De basis van Plato's filosofie is zijn concept van ideeën. Plato's ideeënleer presenteert ze als een soort goddelijke essentie,eeuwig, onafhankelijk van ruimte en tijd. Ze beheersen de kosmos, het hele leven van het universum is daarin veralgemeend. Dit zijn eeuwige patronen, volgens welke alle verscheidenheid aan echte dingen wordt gevormd uit amorfe materie. Ze hebben hun eigen bestaan, en dingen in de wereld bestaan alleen omdat ze een of ander idee vertegenwoordigen, omdat het in hen aanwezig is. Het idee in relatie tot een zinnelijk ding is zowel de oorzaak als het doel waarnaar het wezen van de zintuiglijke wereld streeft. Ideeën verhouden zich tot elkaar volgens het principe van hiërarchie, coördinatie en ondergeschiktheid. Het hoogste is het idee van absoluut goed, de bron van schoonheid, waarheid en harmonie.

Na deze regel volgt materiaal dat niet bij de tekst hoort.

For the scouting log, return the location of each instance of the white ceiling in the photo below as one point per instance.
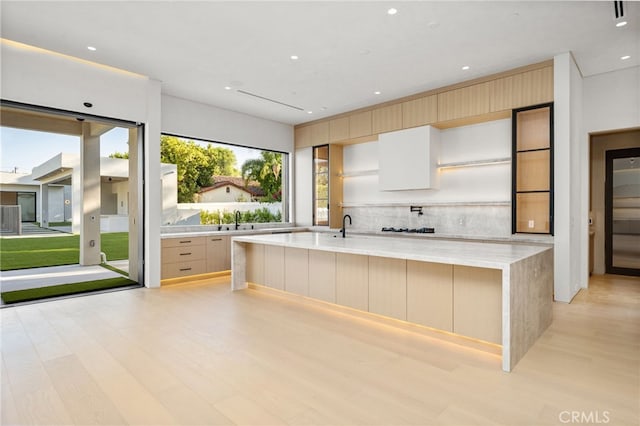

Plato's kennistheorie is door hem gebouwd alsde theorie van de herinnering, met het rationele deel van de ziel als leidraad. Plato geloofde dat de ziel onsterfelijk is. Tot het moment van menselijke geboorte bevindt ze zich op een andere plek waar ze de wereld van eeuwige ideeën kan observeren. Tijdens de periode van het leven op aarde kan de ziel een idee begrijpen als een herinnering aan wat ze eerder heeft gezien. Kennis als herinnering aan wat er vóór de geboorte was, in Plato, is een van de bewijzen van de aanwezigheid van een onsterfelijke ziel.
De ideale staat van Plato
Hij presenteerde de theorie van een harmonieus apparaat in"State" en later ontwikkeld in "Laws". Echte politieke kunst is, in laatste instantie, het proces van opvoeding van de ziel, en daarom brengt Plato het idee naar voren van de overeenstemming van ware filosofie met echte politiek. Hij schrijft dat alleen wanneer de politicus een filosoof is, en vice versa, een echte staat kan worden opgebouwd, die gebaseerd zal zijn op de hoogste waarden van goed en waarheid. Een ideale staat opbouwen voor Plato betekent de mens en zijn plaats in het universum kennen.
De staat van de denker heeft, net als de zielstructuur bestaande uit drie delen. De gehele bevolking in de stadstaat is verdeeld in drie klassen: ambachtslieden-boeren, krijgers en heersers (filosofen-wijze mannen). Het harmonieus naast elkaar bestaan van deze drie landgoederen moet zorgen voor een rechtvaardige staatsstructuur.
Het landgoed van ambachtslieden-boeren is gevormd uitmensen bij wie het wellustige principe heerst. De klasse van krijgers wordt gevormd uit individuen, in wie het wilskrachtprincipe de overhand heeft. De plicht van een krijger is om de staat te beschermen tegen zowel intern als extern gevaar. Volgens Plato kan de staat alleen worden bestuurd door aristocraten als wijze en beste burgers. En de heersers zouden degenen moeten zijn die meer van hun stadstaat houden dan van anderen, die bereid zijn hun plicht met de grootste ijver te vervullen. Maar het belangrijkste is dat ze weten hoe ze het goede moeten kennen en overwegen, dat wil zeggen dat het rationele principe in hen de overhand moet hebben en dat ze wijzen kunnen worden genoemd. Plato's ideale staat is dus een sociale structuur waar gematigdheid domineert in de eerste staat, in de tweede - kracht en moed, en in de derde - wijsheid.
Het idee van gerechtigheid is dat iedereende bewoner moet doen wat hem toekomt; dit geldt zowel voor de burgers in de stadstaat als voor de zielsdelen. Plato's ideale staat moet een perfecte opleiding en opvoeding hebben. Plato hecht veel belang aan de opvoeding van krijgers als het meest actieve deel van de burgers, waaruit dan heersers kunnen voortkomen. De training en opleiding van heersers moeten praktische vaardigheden combineren met de studie van filosofie.
Aan het einde van het werk schrijft hij over wat er mis ishet is heel belangrijk wat de ideale staat van Plato zou moeten zijn, het is voldoende dat tenminste één persoon zal leven volgens de wetten van deze stadstaat, dat wil zeggen volgens de wetten van Justitie, Goed en Goed. Voordat hij in de externe realiteit verschijnt, moet de ideale stadstaat van de denker in de ziel van elke persoon worden geboren. De ideale staat van Plato is op zulke principes gebouwd.